「……は?」


 ある一本の桜の木の下に、幽霊が立っていた。

 霊感などないし、この世ならざるものの存在は信じていない。──だけど目の前の桜の木にもたれかかるようにして、8年前に死んだはずの幼なじみが立っていたら、誰だってその可能性を疑うだろう。
 その幽霊はおどろおどろしいところなど少しもなく、生前と同じようにただ穏やかな笑顔で、こちらを見ていた。


「なん、で……」


 佑馬は呟きながら、ふらふらとその幽霊に近づいていく。
 だがそのうちに気が付いた。これは幽霊じゃない。ただ自分が白昼夢を見ているだけだ。

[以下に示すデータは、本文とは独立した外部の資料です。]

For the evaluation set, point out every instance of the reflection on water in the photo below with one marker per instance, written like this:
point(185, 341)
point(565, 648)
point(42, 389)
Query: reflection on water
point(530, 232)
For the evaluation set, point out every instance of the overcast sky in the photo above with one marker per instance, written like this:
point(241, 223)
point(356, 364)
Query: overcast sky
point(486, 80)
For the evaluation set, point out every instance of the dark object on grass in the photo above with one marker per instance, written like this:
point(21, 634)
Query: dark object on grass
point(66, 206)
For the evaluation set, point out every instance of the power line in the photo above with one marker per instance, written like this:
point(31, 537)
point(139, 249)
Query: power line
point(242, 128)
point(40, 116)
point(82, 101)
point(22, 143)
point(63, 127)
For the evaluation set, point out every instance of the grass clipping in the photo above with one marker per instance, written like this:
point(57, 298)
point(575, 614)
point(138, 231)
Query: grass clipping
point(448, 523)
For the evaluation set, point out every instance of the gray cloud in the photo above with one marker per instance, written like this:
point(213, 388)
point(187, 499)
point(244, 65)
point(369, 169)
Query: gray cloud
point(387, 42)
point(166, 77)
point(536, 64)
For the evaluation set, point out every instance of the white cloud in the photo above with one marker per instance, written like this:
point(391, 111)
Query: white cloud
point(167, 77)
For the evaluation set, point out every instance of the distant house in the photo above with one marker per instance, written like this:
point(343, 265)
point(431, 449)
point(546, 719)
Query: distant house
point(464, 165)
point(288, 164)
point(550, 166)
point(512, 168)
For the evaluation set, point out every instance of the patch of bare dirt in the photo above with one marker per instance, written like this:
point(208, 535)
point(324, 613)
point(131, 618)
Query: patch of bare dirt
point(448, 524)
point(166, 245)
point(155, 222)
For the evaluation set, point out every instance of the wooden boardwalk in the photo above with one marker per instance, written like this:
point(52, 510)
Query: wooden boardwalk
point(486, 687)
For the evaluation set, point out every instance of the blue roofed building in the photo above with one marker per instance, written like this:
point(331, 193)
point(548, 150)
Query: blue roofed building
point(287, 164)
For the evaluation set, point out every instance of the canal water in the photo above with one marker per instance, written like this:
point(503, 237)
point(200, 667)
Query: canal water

 そういえばここ数日、執筆に夢中で寝不足になっている。その状態でこの場所に来て、思い出ある地元の桜並木を連想したりなんてしたから、願望が幻となって現れてしまったのだ。

 ただ、そう気付いた上で、それでも構わないと思ってしまった。


 何かに取り憑かれたように一歩一歩近づく。あとほんの数メートルであの子の幻の隣へ行ける。

 そう思った瞬間だった。いかにも幻らしく、ゆらり、と揺れて……会いたくてたまらなかった人は、あっさり消えてしまった。


「待っ……」


 待って。お願いだ、置いていかないでくれ。

 白昼夢でもいいから、もっと見させてほしかった。ちゃんと会わせてほしかった。


「っ」


 佑馬は唇を噛み締めながら、先ほどまで幻が見えていた木の目の前で立ち止まる。
 手を伸ばして木に触れる。当然、人がもたれかかっていた温かみなどはなく、ささくれだった木の感触だけが指先に伝わってきた。
 あの白昼夢をもう一度見させてくれ。静かに目を閉じて願った。

 ──だがこの桜の木は、再び夢を見せる気はないらしい。

 その代わりに、ポケットに入れていたスマートフォンが、着信を知らせるバイブ音を鳴らした。